1. Chipperfield, S. T., J. R. Wong, D. S. Warner, C. L. Cipolla, M. J. Mayerhofer, E. P. Lolon and N.R. Warpinski, “Shear dilation diagnostics: A new approach for evaluating tight gas stimulation treatments,” SPE paper 106289, presented at the SPE Hydraulic Fracturing Technology Conference, College Station, Texas, Jan. 29-31, 2007.
2. Johri, M., and M. D. Zoback, “The evolution of stimulated reservoir volume during hydraulic stimulation of shale gas formations,” SPE paper 168701/URTeC paper 1575434, presented at the Unconventional Resources Technology Conference, Denver, Colo., Aug. 12-14, 2013.

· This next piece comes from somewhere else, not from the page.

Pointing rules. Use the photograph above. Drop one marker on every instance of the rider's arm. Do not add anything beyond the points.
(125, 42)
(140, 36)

3. Moos, D., G. Vassilellis, R. Cade, J. Franquet, A. Lacazette, E. Bourtembourg and G. Daniel, “Predicting shale reservoir response to stimulation in the Upper Devonian of West Virginia,” SPE paper 145849, presented at the SPE Annual Technical Conference and Exhibition, Denver, Colo., Oct. 30–Nov. 2, 2011.
4. Moos, D., “Improving shale gas production using geomechanics,” Exploration & Production, Vol. 9, Issue 2, 2011.